As a category of professional translation services, translation of elearning materials is an important one. This week we’re wrapping up an elearning translation project for a regular client so we’re reminded of how translation services in this area have grown, and will likely continue to grow. In the age of viruses that have the effect of closing schools and traditional learning modalities, online learning in some form or another is likely to be with us for the long run.

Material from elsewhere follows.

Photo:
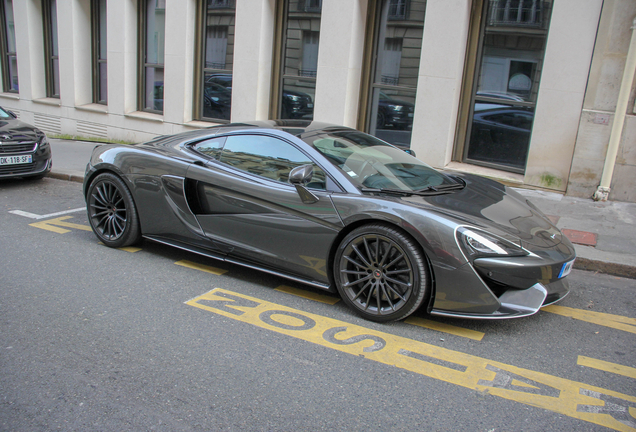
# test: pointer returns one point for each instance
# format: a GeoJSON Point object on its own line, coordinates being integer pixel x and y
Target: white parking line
{"type": "Point", "coordinates": [34, 216]}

Elearning materials can be contained in a number of different file formats. The easiest file format to work with is probably MS Word since text is directly editable. The same is true for text contained within cells of an Excel files. PowerPoint files are another file format we regularly receive elearning text in.
There’s a way to handle and translate virtually any elearning material in any format and into the selected target language of choice.
Elearning text for translation sometimes comes to us as image files. In those cases some setup is usually required to bring the text into a format such as a bilingual table. Bilingual tables are two column files with source text (e.g., English) in the left column and a second column left blank for placing the corresponding translated text in the target language.
Elearning text can also come in the form of popular elearning authoring tools such as the application Articulate Storyline. Storyline translation projects can include formatting within the application or just the exported text (via a built in function) and the client then handles the importing of the translated text back into the elearning tool environment.
There’s a way to handle and translate virtually any elearning material in any format and into the selected target language of choice. Fundamentally it’s still text in a format, with an educational objective, that needs to be equivalently expressed in another language.